Milli Eğitim Bakanlığı ve diğer bütün devlet kurumları devlete ve millete hizmet etmelidir, bir takım cemaat ve tarikatlara değil. Milli eğitim bakanlarının görevi, evlatlarımızı bu kurumların insafına bırakacak tasarruflarda bulunmak değil, aksine akıl ve bilimin yolunda yetişmelerini sağlayabilmek için bu yapılardan uzak tutmak olmalıdır.

Bu türden yapıları kullanarak gri alanlar oluşturmak, evlatlarımızın zihinleri üzerinde gayri meşru faaliyetlere girişmek, sadece suç değil, vatana ihanet olarak değerlendirilmelidir.

Yusuf Tekin milletine ve devletine değil cemaat ve tarikatlara hizmet etme gayretinde ısrarcıysa derhal görevinden ayrılarak, kerameti kendinden menkul bir şeyhin eteğine yapışabilir, inancını dilediği gibi yaşayabilir.
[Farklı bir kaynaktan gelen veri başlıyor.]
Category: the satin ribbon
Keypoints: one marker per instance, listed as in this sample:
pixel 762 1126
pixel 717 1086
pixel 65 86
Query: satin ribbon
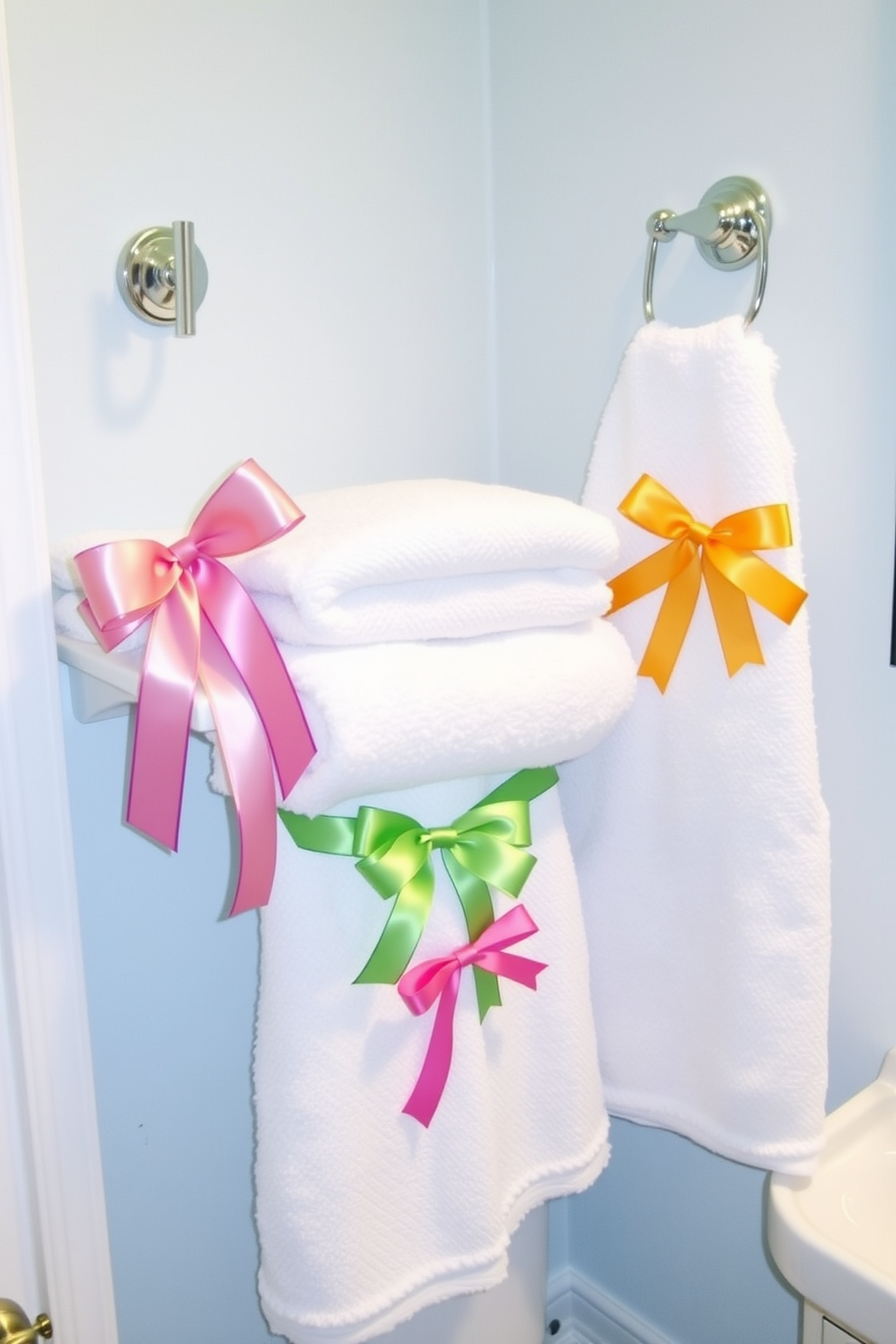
pixel 204 628
pixel 723 556
pixel 487 845
pixel 441 979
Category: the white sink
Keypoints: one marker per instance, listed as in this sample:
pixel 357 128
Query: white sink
pixel 833 1236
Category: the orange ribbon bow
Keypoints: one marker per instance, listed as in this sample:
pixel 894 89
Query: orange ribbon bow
pixel 723 555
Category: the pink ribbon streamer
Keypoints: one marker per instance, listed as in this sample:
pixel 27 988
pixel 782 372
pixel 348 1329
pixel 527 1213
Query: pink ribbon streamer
pixel 441 979
pixel 206 630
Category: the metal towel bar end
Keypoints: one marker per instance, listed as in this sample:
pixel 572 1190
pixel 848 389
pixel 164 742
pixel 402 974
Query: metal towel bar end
pixel 731 228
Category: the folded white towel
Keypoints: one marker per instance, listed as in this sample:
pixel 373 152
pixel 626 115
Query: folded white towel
pixel 364 1217
pixel 419 561
pixel 397 715
pixel 699 829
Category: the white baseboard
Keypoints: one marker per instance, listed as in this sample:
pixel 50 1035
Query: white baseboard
pixel 587 1315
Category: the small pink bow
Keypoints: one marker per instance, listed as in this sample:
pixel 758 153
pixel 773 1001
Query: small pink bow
pixel 441 979
pixel 206 630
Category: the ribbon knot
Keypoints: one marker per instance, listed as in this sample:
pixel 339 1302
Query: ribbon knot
pixel 204 628
pixel 441 979
pixel 441 837
pixel 185 551
pixel 487 845
pixel 722 556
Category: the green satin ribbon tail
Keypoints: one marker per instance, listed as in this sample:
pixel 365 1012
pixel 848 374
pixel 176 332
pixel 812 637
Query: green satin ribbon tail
pixel 485 847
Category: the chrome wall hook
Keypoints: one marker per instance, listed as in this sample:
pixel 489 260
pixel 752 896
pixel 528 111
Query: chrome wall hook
pixel 731 228
pixel 163 277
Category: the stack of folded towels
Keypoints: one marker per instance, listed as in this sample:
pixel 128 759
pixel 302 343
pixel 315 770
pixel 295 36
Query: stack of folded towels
pixel 443 635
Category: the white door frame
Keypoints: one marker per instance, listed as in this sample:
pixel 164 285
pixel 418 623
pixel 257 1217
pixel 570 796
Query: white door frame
pixel 52 1233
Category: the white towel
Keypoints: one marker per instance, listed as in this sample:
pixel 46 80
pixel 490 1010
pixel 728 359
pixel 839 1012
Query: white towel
pixel 366 1217
pixel 430 559
pixel 397 715
pixel 699 829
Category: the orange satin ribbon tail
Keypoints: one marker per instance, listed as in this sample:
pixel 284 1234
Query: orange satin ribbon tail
pixel 723 556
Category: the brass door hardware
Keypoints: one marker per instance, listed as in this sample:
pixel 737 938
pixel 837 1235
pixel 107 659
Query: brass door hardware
pixel 15 1328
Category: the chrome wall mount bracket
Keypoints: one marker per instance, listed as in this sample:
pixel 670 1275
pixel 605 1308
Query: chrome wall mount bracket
pixel 731 228
pixel 163 277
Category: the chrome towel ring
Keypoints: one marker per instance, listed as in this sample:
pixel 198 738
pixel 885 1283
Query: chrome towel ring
pixel 731 228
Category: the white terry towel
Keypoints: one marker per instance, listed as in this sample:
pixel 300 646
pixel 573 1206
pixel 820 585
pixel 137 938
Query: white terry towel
pixel 430 559
pixel 366 1217
pixel 395 715
pixel 699 829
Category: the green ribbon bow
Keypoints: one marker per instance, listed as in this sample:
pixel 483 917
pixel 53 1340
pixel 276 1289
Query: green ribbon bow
pixel 487 845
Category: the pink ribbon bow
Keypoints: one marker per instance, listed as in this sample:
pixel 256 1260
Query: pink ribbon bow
pixel 206 630
pixel 441 979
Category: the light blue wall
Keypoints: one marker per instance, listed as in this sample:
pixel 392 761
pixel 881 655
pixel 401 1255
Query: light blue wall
pixel 602 115
pixel 601 112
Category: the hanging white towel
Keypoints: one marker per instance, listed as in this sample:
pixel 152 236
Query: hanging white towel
pixel 699 829
pixel 366 1217
pixel 418 561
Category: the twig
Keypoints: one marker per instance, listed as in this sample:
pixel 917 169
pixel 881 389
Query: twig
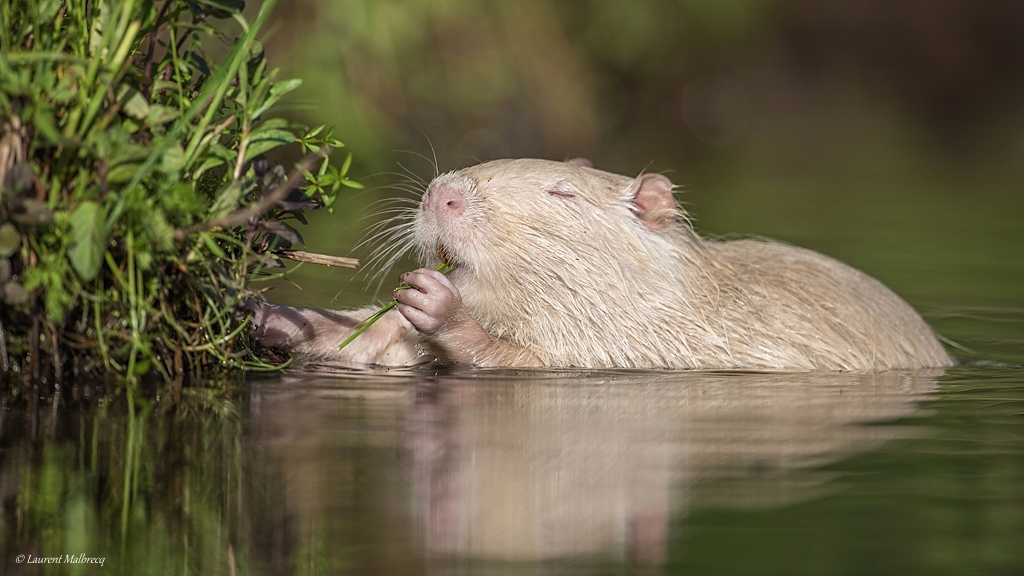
pixel 314 258
pixel 245 214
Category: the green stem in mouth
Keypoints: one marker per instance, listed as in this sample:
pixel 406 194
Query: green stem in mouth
pixel 443 268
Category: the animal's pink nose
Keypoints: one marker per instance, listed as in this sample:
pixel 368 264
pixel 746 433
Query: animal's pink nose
pixel 444 199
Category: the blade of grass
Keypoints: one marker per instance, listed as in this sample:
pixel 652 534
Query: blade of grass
pixel 361 327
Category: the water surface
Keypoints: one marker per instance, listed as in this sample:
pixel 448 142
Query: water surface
pixel 528 472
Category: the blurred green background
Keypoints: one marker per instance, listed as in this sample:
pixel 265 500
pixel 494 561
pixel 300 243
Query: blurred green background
pixel 890 135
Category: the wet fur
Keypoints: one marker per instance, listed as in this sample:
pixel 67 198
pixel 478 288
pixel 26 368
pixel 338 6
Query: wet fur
pixel 559 259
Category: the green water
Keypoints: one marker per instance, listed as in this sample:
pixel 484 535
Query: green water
pixel 499 472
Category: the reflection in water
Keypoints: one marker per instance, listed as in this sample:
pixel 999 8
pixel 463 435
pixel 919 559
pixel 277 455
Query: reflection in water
pixel 541 466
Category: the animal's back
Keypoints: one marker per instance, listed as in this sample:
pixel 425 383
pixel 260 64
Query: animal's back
pixel 793 307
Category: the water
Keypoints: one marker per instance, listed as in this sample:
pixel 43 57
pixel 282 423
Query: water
pixel 527 472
Ancak Milli Eğitim Bakanlığı, herhangi bir kişinin inanç anlayışının yeni nesillere aktarılması için bir araç olarak kullanılamaz.”

Ne olmuştu?

Milli Eğitim Bakanı Yusuf Tekin, 17 Aralık'ta TBMM Genel Kurulunda, bakanlığı ve bağlı kuruluşların 2024 yılı bütçesine ilişkin yaptığı konuşmada şunları söylemişti:

"Çok hoşunuza gidecek bir şey daha söyleyeceğim. Bakın Milli Eğitim Bakanlığı şu anda, 2023 yılı itibarıyla geçerli 2 bin 709 tane protokolümüz var. Bu protokollerden 1167 tanesi resmi kurumlarla. 550 tanesi STK'larla. 986 tanesi ise TEMA'dan Kızılay'a bir sürü STK'yla. Bunların içinde sizin tarikat-cemaat dediğiniz bizim STK dediğimiz yapılarla toplasanız 10 tane protokolümüz vardır. Ve ben bu protokollerle bize hizmet eden, destek olanlara da teşekkür ediyorum. Onlarla da protokol yapmaya devam edeceğiz. Çünkü onlar çocukların dağa çıkmasını engelliyor. Onlardan siz bunun için rahatsızsınız... Protokol yaptığımız bu sivil toplum örgütleri sizin çocukları dağa çıkarmanıza engel olduğu için çatlıyorsunuz. Ben o STK'larla protokol imzalamaya devam edeceğim. Çocuklarımın dağa çıkmaması için, sizin insan kaynağınıza insan yetiştirmemek için buradan devam edeceğim."